Francisco e a esperança: um ateu diante de um papa humano demais


Não acredito em Deus. Mas aprendi, com os anos, a respeitar quem acredita — sobretudo quando essa fé se converte em ação concreta, em ética cotidiana, em luta por justiça e não em pedra para arremessar contra os outros. É por isso que, mesmo de longe, olho para o fim do pontificado de Francisco com uma reverência que não costumo conceder a líderes religiosos. O papa argentino, morto em 21 de abril, não me convenceu da existência de um criador, mas deixou claro que é possível usar uma instituição secularmente manchada — como é o caso da Igreja Católica — como trincheira para os mais vulneráveis.

Agora, com o início do Conclave, o mundo especula quem será o próximo a vestir o anel do pescador. Enquanto isso, chega às livrarias, em julho, o livro A esperança nunca decepciona, que reúne seis textos e um prólogo do próprio Francisco, organizado por Hernán Reyes Alcaide e traduzido por Laura Vecchioli do Prado. Não é só mais um título devocional; é um testamento político e afetivo, que atravessa a espinha do nosso tempo com algo que anda em falta: sensibilidade.

Francisco escrevia como quem ouve. E é ouvindo que ele constrói suas reflexões sobre a esperança. Não como virtude etérea, mas como rosto. Para ele, a esperança se encarna — literalmente — nos corpos das mulheres grávidas, dos pobres, dos migrantes, dos civis soterrados em zonas de guerra, dos avós que ainda tentam sonhar por seus netos. É um papa que soube olhar para fora do palácio, mesmo com o peso das batinas. E isso, convenhamos, já o torna um ponto fora da curva.

Ao longo do livro, Francisco retorna aos temas que marcaram seu papado: igualdade de gênero, justiça social, crítica ao sistema penal falido e à exploração econômica de corpos e territórios. Tem quem diga que ele politizou demais a religião. Eu diria o oposto: ele foi humano demais para se contentar com a política como ela é. Leio trechos em que denuncia o machismo estrutural, a meritocracia fajuta e o encarceramento em massa e penso: quantos chefes de Estado — laicos — têm essa clareza moral?

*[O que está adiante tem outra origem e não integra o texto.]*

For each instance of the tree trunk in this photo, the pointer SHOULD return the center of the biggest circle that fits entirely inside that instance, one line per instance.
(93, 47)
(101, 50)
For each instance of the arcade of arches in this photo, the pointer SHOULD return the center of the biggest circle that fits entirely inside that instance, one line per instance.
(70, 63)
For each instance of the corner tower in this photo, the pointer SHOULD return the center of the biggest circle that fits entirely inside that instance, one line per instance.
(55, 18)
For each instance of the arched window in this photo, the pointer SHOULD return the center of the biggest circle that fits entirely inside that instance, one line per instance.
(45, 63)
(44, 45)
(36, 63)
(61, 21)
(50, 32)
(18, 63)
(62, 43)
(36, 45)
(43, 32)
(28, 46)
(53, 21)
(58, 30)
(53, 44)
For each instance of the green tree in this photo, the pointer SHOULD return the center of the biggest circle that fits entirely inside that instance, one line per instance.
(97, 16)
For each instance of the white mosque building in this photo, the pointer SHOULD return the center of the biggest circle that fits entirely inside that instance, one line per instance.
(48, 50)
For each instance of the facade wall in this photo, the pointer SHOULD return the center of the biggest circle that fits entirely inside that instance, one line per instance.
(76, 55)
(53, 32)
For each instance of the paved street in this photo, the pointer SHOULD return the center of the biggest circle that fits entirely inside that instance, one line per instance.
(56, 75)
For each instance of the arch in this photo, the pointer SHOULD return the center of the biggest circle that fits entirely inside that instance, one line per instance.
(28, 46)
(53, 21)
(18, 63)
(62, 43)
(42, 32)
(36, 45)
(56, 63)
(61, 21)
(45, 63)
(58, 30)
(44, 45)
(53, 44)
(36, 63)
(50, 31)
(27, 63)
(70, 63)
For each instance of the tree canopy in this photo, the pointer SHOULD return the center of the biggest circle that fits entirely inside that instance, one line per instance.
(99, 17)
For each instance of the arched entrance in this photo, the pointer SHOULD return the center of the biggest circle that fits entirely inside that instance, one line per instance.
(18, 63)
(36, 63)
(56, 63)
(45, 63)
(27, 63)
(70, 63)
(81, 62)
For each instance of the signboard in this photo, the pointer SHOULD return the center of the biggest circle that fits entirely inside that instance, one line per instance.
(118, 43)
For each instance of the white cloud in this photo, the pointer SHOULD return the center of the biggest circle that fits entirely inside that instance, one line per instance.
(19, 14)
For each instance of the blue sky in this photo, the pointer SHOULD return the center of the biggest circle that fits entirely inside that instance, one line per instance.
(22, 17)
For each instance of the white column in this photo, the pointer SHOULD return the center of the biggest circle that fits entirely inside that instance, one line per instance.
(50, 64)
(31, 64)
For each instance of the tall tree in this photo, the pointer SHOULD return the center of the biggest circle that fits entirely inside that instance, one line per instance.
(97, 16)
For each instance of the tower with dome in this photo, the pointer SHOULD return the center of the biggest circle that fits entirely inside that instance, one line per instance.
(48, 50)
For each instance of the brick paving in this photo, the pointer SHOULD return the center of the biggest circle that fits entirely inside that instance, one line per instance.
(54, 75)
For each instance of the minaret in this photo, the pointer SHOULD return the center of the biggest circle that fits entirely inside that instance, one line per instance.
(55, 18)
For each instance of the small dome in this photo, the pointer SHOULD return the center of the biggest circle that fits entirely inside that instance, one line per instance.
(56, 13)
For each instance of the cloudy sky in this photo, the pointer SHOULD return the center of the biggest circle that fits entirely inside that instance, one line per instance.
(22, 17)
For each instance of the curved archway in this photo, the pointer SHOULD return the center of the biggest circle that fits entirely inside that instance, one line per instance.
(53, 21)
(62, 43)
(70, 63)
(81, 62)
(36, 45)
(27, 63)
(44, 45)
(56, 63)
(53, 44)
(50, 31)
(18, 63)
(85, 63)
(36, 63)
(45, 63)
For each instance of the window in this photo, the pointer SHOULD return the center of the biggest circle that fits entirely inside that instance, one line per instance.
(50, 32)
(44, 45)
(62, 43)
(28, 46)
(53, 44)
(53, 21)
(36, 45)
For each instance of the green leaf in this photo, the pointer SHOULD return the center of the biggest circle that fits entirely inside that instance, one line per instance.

Francisco não fazia rodeios ao afirmar que as mulheres ainda são tratadas como cidadãs de segunda classe, especialmente quando são pobres e negras. Não usava linguagem ambígua ou frases de efeito para agradar conservadores. Em um mundo onde tantos se dizem “pró-vida” mas ignoram os corpos que apodrecem nas celas, nas ruas e nas travessias do Mediterrâneo, ele tinha a ousadia de falar sobre direitos humanos como quem os entende de verdade. E isso, vindo do líder de uma das instituições mais antigas e rígidas do planeta, é quase um milagre — mesmo para quem não acredita em milagres.

Outro ponto de destaque no livro é sua abordagem sobre o sistema prisional e o que ele chama de “injustiças sistêmicas”. Em suas palavras: é fácil punir os mais fracos enquanto os peixes grandes nadam livres. E como discordar? Basta um olhar rápido sobre os presídios lotados de jovens pretos e pobres — vítimas de uma guerra às drogas que nunca chegou aos apartamentos de luxo — para perceber que ele está certo.

Mas talvez a faceta mais incômoda e, ao mesmo tempo, mais necessária do pensamento de Francisco seja sua defesa intransigente dos migrantes. Contra o discurso hegemônico do medo, ele resgata a dimensão histórica e cultural das migrações. Recusa-se a vê-los como “invasores”, insistindo que são seres humanos que, como qualquer um de nós, querem ter o direito de ser algo mais. Francisco não romantiza o sofrimento — ele o denuncia. E essa denúncia é feita com uma firmeza que falta a muitos ateus engajados.

Ao contrário de outros líderes religiosos que alimentam guerras culturais para manter seus fiéis entretidos, Francisco parecia mais interessado em empurrar a Igreja para o século XXI — ou, ao menos, para fora de seus muros. Fez inimigos, claro. Mas também fez história. E não pela teologia, mas pela ética. Não pela doutrina, mas pela disposição de se colocar ao lado dos que sempre estiveram do lado de fora.

Não sou católico. Não quero ser. Mas reconheço quando um homem, ainda que envolto em rituais que não compreendo, fala com o coração de quem já perdeu, já viu a fome, já ouviu o choro da guerra. Francisco não foi um papa perfeito — e talvez justamente por isso tenha sido tão necessário.

Seu legado não me converteu à fé. Mas me lembrou que, mesmo num mundo cínico, ainda é possível encontrar figuras públicas que falem de dignidade com a seriedade que ela exige. E isso, para mim, já é motivo suficiente para lamentar sua morte — e, quem sabe, abrir suas páginas com a mesma reverência que reservo aos bons livros e às boas causas.